Essa é uma produção conjunta entre os estúdios New Line Cinema e Ghost House Pictures, chega ao brasil distribuído pela Warner Bros e possui produção de Rob Tapert, que esteve presente na trilogia clássica e produziu também Darkman, algumas séries como Hercules e Xena: A Princesa Guerreira. Estão com ele como produtores executivos a dupla Sam Raimi e astro Bruce Campbell, pessoas presentes nos outros filmes.
As filmagens foram na Nova Zelândia, em Auckland, como foi também com o longa de 2013, o remake A Morte do Demônio de Fede Alvarez. Como o filme acabou de estrear esse será um texto onde tentaremos ao máximo fugir de spoilers.
Quando o filme sair em VOD podemos voltar para falar mais sobre da trama e com mais informações de bastidores.
Tal qual foi em A Morte do Demônio de 2013, há uma cena de introdução que funciona como epílogo, mas com um viés diferenciado do que Alvarez fez. O principal fator modificado é que dessa vez a sequência é bem-feita e tem propósito.
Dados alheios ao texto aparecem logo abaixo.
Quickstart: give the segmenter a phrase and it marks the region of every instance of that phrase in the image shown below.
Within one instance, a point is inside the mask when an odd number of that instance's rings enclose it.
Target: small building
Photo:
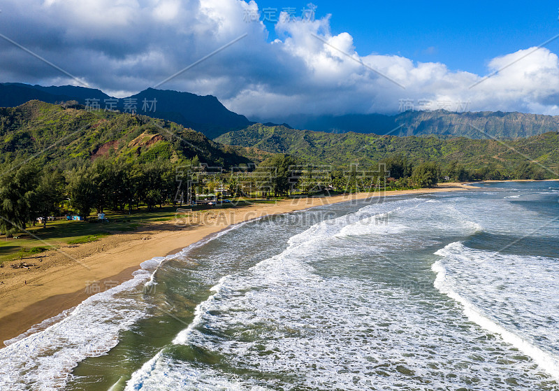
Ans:
[[[77,215],[72,215],[66,216],[66,220],[76,220],[76,221],[83,221],[85,219],[84,219],[82,216],[78,216]]]

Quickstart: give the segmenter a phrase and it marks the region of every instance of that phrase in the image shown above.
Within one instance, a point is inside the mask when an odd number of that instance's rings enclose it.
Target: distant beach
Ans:
[[[371,197],[474,190],[461,183],[441,183],[430,189],[358,193],[300,198],[196,213],[187,221],[154,223],[134,232],[100,241],[61,247],[36,259],[29,269],[1,269],[0,341],[14,338],[34,325],[79,304],[88,297],[132,278],[140,264],[154,257],[175,254],[228,226],[269,215]]]

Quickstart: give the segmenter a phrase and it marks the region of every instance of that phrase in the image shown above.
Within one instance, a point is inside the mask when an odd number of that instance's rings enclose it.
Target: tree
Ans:
[[[10,237],[25,229],[31,218],[38,169],[32,164],[19,168],[9,166],[0,176],[0,232]]]
[[[386,171],[394,179],[412,176],[412,166],[403,155],[391,156],[380,161],[381,164],[386,165]]]
[[[412,178],[420,187],[433,187],[439,183],[440,169],[434,162],[421,163],[414,169]]]
[[[68,178],[70,204],[78,214],[87,218],[96,203],[96,186],[87,167],[73,171]]]
[[[59,210],[64,178],[57,171],[45,170],[38,182],[33,197],[31,215],[34,219],[43,218],[43,227],[46,228],[49,216]]]
[[[276,197],[287,194],[289,188],[296,184],[296,160],[288,155],[275,155],[266,159],[256,169],[257,173],[266,177],[259,187],[273,192]]]
[[[444,168],[444,173],[452,180],[465,182],[470,180],[470,173],[457,161],[451,162]]]

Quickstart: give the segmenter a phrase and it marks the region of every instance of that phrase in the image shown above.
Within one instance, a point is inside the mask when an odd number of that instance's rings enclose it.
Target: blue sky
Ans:
[[[559,34],[559,2],[313,3],[314,22],[275,24],[266,8],[300,16],[309,0],[3,0],[0,81],[160,85],[275,122],[409,105],[559,115],[559,38],[537,48]]]
[[[259,0],[259,8],[295,8],[308,1]],[[450,69],[487,73],[491,59],[538,45],[559,34],[559,1],[340,1],[314,0],[317,17],[331,14],[333,34],[347,31],[361,55],[398,55]],[[275,38],[271,23],[266,27]],[[559,39],[546,45],[559,52]]]

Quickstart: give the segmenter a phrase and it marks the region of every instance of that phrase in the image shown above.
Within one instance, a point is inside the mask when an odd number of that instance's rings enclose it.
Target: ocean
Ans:
[[[559,183],[229,227],[7,342],[0,390],[559,390]]]

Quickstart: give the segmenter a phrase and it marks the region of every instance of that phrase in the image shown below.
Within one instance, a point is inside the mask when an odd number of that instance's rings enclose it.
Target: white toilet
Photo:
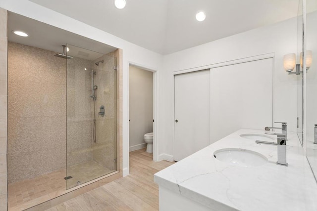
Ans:
[[[152,153],[153,152],[153,133],[149,132],[144,134],[144,141],[147,144],[147,152]]]

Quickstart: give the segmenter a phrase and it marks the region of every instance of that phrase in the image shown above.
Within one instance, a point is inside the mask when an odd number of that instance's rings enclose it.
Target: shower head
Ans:
[[[57,53],[56,55],[54,55],[54,56],[57,56],[57,57],[60,57],[63,59],[72,59],[73,57],[72,56],[67,56],[67,55],[65,54],[65,49],[66,48],[66,45],[63,44],[61,46],[63,46],[63,53]]]
[[[99,62],[97,62],[96,63],[95,63],[95,65],[96,65],[97,66],[99,66],[99,63],[101,62],[101,63],[104,63],[104,59],[103,59],[102,60],[100,60]]]

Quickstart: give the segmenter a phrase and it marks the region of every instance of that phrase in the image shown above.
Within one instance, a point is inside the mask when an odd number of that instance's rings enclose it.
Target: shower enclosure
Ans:
[[[67,44],[66,189],[117,170],[117,71],[106,55]]]

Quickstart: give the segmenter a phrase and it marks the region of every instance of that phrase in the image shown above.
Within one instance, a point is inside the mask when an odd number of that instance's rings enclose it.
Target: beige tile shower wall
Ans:
[[[110,170],[116,169],[117,151],[117,71],[113,69],[115,59],[114,53],[110,53],[97,59],[104,59],[104,63],[95,67],[97,74],[95,84],[97,90],[96,143],[93,143],[93,161]],[[105,106],[105,115],[98,115],[101,105]]]
[[[66,60],[9,42],[8,180],[65,167]]]
[[[0,211],[7,210],[7,11],[0,8]]]
[[[76,57],[67,62],[67,165],[71,166],[92,160],[92,62]]]

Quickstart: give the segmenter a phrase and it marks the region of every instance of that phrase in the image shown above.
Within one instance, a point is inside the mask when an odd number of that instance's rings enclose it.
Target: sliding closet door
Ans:
[[[175,76],[174,160],[210,144],[210,71]]]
Cronin estabelece já de início que a sua abordagem será sangrenta e não nega que a cena inicial tem ligação com o resto do filme. Ainda assim há algumas exibições de poderes místicos dos Deadites - termo cunhado por fãs da saga para os mortos-vivos/possuídos da mitologia kandariana - que são exageradas e com pouco ou nenhum sentido.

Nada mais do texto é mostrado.